So I think the answer to your question, “Are ideas also guesses of how to survive in the mind and across substrates …?”, is ‘yes’.
Most people (except in Alzheimer's, etc.) don't run out of memory in the brain. If there's no scarcity for the space of ideas, why do they have to compete?
Everyone has scarce memory. Everyone’s brain has limited storage space.
Of course, memory isn't infinite. But most people don't seem to run out of it in their lifetimes. Is it more accurate to say that ideas compete for working memory, which is scarcer?
I have speculated in the past that ideas compete for attention, but they also compete for any kind of memory, be it something like RAM or hard-disk memory. The RAM-like memory in the brain is presumably closely related to working memory, if not the same.
The reason most people don’t (permanently) run out memory (of either kind) isn’t that memory isn’t scarce but that there’s a pruning mechanism in the mind. And again, there’s competition. That competition can involve predatory ideas which disassemble the source code of other ideas and use it for themselves because that’s cheaper than to construct source code from scratch.
That pruning mechanism is what constitutes natural selection in the mind.
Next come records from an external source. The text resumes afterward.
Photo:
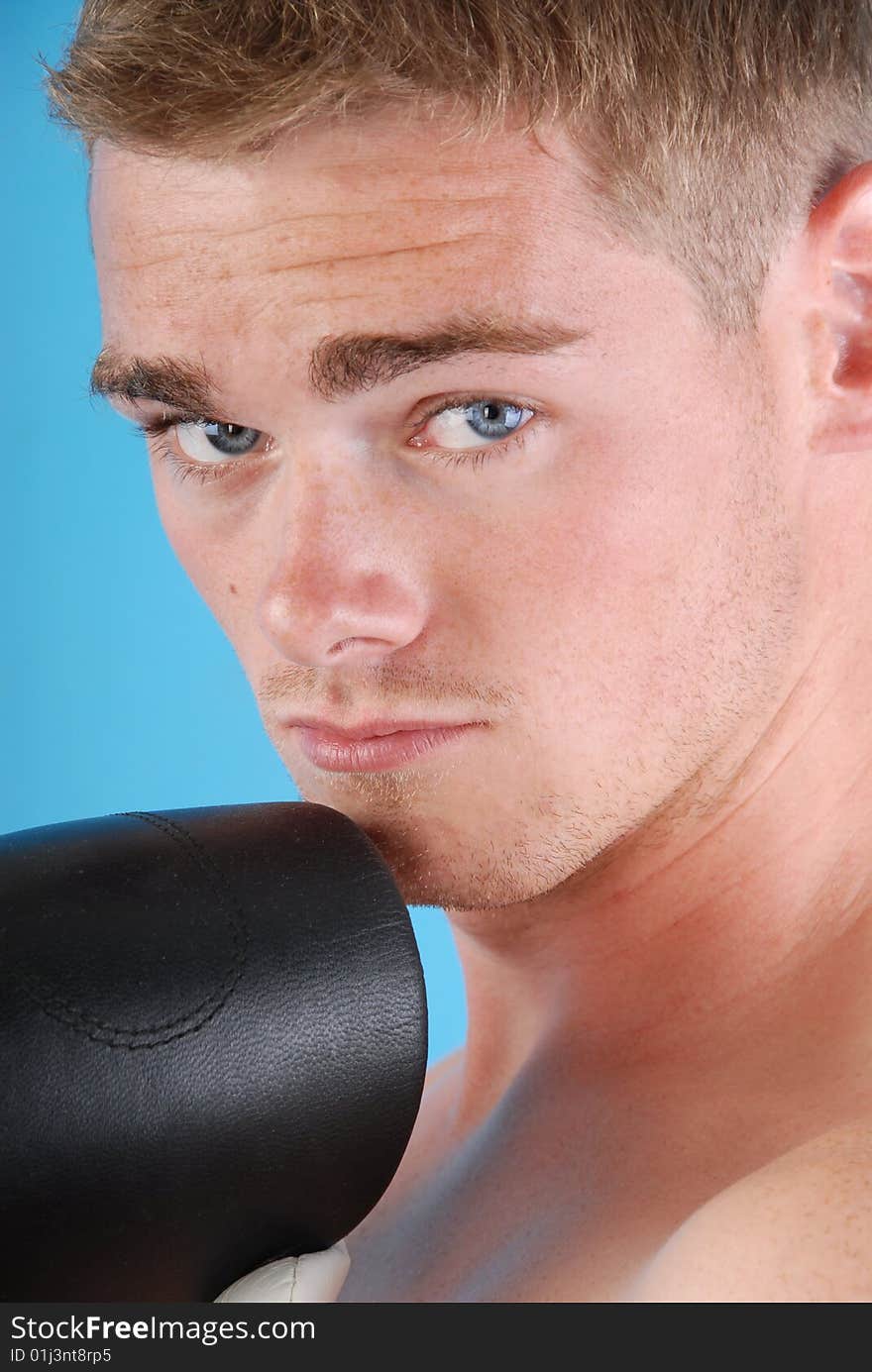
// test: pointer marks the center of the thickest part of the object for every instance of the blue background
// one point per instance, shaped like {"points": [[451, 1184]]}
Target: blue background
{"points": [[120, 690]]}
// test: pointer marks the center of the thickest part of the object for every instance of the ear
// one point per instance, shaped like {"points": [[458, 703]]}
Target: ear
{"points": [[839, 316]]}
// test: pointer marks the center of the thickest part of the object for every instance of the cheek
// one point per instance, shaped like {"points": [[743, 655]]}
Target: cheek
{"points": [[203, 549]]}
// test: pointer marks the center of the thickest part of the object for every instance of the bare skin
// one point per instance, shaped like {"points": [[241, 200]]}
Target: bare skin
{"points": [[655, 856]]}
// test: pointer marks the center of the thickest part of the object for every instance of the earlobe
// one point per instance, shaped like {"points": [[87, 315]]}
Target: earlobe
{"points": [[840, 320]]}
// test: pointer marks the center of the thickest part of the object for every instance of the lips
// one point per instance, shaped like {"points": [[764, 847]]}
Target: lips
{"points": [[374, 727], [381, 752]]}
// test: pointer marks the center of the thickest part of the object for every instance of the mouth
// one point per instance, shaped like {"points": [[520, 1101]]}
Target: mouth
{"points": [[334, 751]]}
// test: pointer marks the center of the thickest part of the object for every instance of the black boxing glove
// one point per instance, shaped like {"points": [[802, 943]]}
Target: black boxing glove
{"points": [[213, 1036]]}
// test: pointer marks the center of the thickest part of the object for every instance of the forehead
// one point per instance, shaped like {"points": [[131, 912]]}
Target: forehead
{"points": [[383, 218]]}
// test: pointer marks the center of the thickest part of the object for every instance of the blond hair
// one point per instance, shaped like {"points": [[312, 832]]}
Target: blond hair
{"points": [[708, 131]]}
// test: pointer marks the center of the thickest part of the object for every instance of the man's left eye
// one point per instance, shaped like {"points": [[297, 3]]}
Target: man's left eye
{"points": [[203, 439]]}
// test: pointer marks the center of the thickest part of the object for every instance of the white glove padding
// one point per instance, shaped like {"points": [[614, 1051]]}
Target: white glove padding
{"points": [[315, 1276]]}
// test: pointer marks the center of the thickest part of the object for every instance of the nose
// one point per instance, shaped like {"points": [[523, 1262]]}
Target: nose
{"points": [[339, 586]]}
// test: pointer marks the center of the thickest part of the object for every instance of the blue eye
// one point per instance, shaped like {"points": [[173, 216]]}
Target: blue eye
{"points": [[224, 439], [490, 412]]}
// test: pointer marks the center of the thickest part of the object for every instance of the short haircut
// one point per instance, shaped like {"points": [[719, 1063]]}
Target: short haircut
{"points": [[708, 129]]}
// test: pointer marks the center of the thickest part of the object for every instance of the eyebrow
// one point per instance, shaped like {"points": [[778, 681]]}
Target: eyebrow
{"points": [[339, 366]]}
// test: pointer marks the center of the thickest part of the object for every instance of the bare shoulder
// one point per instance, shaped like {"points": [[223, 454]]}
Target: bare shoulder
{"points": [[798, 1229]]}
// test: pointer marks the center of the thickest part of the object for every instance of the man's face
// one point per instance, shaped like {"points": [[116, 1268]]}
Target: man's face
{"points": [[615, 594]]}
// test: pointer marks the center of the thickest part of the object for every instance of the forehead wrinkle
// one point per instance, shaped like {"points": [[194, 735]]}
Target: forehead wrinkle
{"points": [[209, 231], [386, 253]]}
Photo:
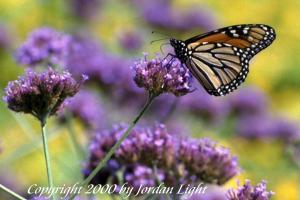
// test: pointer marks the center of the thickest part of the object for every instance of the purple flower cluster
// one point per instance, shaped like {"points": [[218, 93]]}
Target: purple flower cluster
{"points": [[249, 192], [212, 193], [5, 40], [130, 40], [113, 73], [160, 13], [44, 46], [264, 126], [178, 160], [204, 157], [160, 75], [204, 106], [40, 94], [86, 105], [247, 101], [138, 175]]}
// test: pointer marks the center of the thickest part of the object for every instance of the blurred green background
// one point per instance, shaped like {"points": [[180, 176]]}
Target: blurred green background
{"points": [[276, 71]]}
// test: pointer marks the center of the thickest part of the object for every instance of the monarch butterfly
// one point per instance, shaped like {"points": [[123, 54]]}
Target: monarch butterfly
{"points": [[220, 59]]}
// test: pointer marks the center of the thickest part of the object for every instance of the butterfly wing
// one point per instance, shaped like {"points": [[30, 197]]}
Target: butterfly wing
{"points": [[220, 59]]}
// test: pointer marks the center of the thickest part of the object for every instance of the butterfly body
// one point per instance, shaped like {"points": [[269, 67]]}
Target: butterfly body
{"points": [[219, 60]]}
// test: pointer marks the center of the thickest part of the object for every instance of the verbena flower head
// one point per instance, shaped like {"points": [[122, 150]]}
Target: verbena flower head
{"points": [[178, 160], [247, 101], [5, 39], [208, 161], [249, 192], [204, 106], [137, 175], [212, 193], [87, 106], [261, 126], [130, 40], [44, 45], [41, 94], [160, 75], [160, 13]]}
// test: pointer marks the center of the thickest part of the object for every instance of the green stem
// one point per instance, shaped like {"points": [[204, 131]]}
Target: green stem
{"points": [[116, 146], [12, 193], [78, 148], [47, 156]]}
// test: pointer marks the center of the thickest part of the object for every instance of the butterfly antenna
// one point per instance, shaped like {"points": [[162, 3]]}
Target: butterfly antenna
{"points": [[161, 49], [160, 33], [159, 40]]}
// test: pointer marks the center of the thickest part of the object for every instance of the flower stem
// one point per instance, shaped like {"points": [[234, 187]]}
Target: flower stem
{"points": [[12, 193], [117, 145], [47, 156], [77, 146]]}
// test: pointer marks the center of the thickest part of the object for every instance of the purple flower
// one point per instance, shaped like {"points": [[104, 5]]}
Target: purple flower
{"points": [[40, 94], [86, 105], [85, 9], [204, 106], [209, 162], [113, 73], [5, 40], [160, 13], [212, 193], [160, 75], [247, 101], [256, 126], [149, 145], [130, 40], [262, 126], [185, 161], [44, 46], [286, 130], [139, 175], [249, 192]]}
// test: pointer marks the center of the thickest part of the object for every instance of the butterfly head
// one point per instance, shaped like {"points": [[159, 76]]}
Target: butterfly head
{"points": [[180, 49]]}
The pruning mechanism is part of it, but there’s more. Again, there’s also competition between ideas and even predatory behavior that can result in the elimination of ideas. All such phenomena taken together constitute natural selection in the mind.
Wait, do you view the pruning as separate from the mere competition of ideas, or simply its hardware consequences? In Darwinian evolution, competition and pruning are the same phenomena. Would expect the same for the mind.
In Darwinian evolution, competition and pruning are the same phenomena.
That doesn’t sound right. Not all competition is necessarily deleterious.